2. Cause and effect: Mechanism and explanation. Events have causes, sometimes simple, sometimes multifaceted. A major activity of science is investigating and explaining causal relationships and the mechanisms by which they are mediated. Such mechanisms can then be tested across given contexts and used to predict and explain events in new contexts.
3. Scale, proportion, and quantity. In considering phenomena, it is critical to recognize what is relevant at different measures of size, time, and energy and to recognize how changes in scale, proportion, or quantity affect a system’s structure or performance.
4. Systems and system models. Defining the system under study—specifying its boundaries and making explicit a model of that system—provides tools for understanding and testing ideas that are applicable throughout science and engineering.
5. Energy and matter: Flows, cycles, and conservation.
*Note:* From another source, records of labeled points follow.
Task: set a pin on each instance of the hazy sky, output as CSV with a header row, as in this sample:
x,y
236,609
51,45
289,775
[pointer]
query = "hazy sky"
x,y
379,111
Tracking fluxes of energy and matter into, out of, and within systems helps one understand the systems’ possibilities and limitations.
6. Structure and function. The way in which an object or living thing is shaped and its substructure determine many of its properties and functions.
7. Stability and change. For natural and built systems alike, conditions of stability and determinants of rates of change or evolution of a system are critical elements of study.
The Next Generation Science Standards (NGSS) are distinct from prior science standards in three
essential ways.
1) Performance. Prior standards documents listed what students should “know” or “understand.” These ideas needed to be translated into performances that could be assessed to determine whether or not students met the standard. Different interpretations sometimes resulted in assessments that were not aligned with curriculum and instruction. The NGSS has avoided this difficulty by developing performance expectations that state what students should be able to do in order to demonstrate that they have met the standard, thus providing the same clear and specific targets for curriculum, instruction, and assessment.
2) Foundations. Each performance expectation incorporates all three dimensions from the Framework— a science or engineering practice, a core disciplinary idea, and a crosscutting concept.
3) Coherence. Each set of performance expectations lists connections to other ideas within the disciplines of science and engineering, and with Common Core State Standards in Mathematics and English Language Arts.